Movie review from The Movie Snob
The Social Network (A-). This movie’s been out a while now, but I just now got around to seeing it. I don’t know why it took me so long. I think I was concerned my expectations would be too high after seeing so many good reviews. Plus, I was annoyed to read that parts of the movie, which is about the invention of Facebook, were apparently just made up by the filmmakers. Nevertheless, I found the movie completely absorbing. Mark Zuckerberg (Jesse Eisenberg, Zombieland) is a Harvard freshman, a computer genius, and an utter misfit. His girlfriend dumps him in the first few minutes of the movie, and in a vengeful, drunken state, he concocts a website that will allow users to rate the attractiveness of the gals at Harvard. It quickly crashes the school’s computer system. Then, it’s on towards the behemoth we now know as Facebook. Zuckerberg got sued over Facebook in two different lawsuits, and much of the story is told through deposition scenes and flashbacks from those scenes. It all works, although Zuckerberg himself–so lacking in warmth and human understanding that he almost seems autistic–remains a mystery to the end. I’d be fascinated to know his side of the story.

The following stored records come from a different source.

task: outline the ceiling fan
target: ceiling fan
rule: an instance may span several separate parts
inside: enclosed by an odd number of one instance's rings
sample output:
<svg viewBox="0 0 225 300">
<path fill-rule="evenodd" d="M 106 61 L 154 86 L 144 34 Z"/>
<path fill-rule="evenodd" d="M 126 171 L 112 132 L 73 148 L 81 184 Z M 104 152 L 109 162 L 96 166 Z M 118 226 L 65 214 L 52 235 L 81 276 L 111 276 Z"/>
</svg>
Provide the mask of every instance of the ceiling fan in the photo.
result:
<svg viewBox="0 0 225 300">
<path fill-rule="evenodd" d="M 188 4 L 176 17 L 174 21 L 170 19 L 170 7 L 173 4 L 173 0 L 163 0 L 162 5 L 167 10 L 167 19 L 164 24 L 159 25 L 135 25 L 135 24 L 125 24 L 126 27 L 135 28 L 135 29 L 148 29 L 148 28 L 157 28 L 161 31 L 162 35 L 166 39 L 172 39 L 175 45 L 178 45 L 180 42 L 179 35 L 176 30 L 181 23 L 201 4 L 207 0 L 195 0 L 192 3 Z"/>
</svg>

Another new review from Nick at Nite
Rented this from the ATT on-demand service. I wish I could demand that ATT give me back two hours of my life. I think I was supposed to be horrified about the merger of human and animal DNA in this creepy little film. I was horrified by it when I saw it in The Fly and The Fly II. Adrien Brody (wasn’t he supposed to be a good actor?) and Sarah Polley (ahh, Zombies) head up this film and the science lab. Obviously, their science experiment goes too far (it grows, is smart, has wings, a wicked tail, and wants to reproduce). This movie specializes in the lowest common denominator — what would it be like if a human and animal hybrid had sex with a guy, and then what would it be like if the human and animal hybrid changed sexes and then raped a woman. Wow. What a bad idea. I am sad to do it, but I give it an “F.”
New review from Nick at Nite
True Lies for the year 2010. Perhaps the praise is too high, but this movie reminds me of True Lies – action packed, some humor, impossible stunts, and an original take on a rehashed story. A group of older spies must come out of retirement to stop the folks that are trying to kill them one by one. Mayhem ensues as the older spies prove they still know a thing or two about a thing or two. I give it a “B.”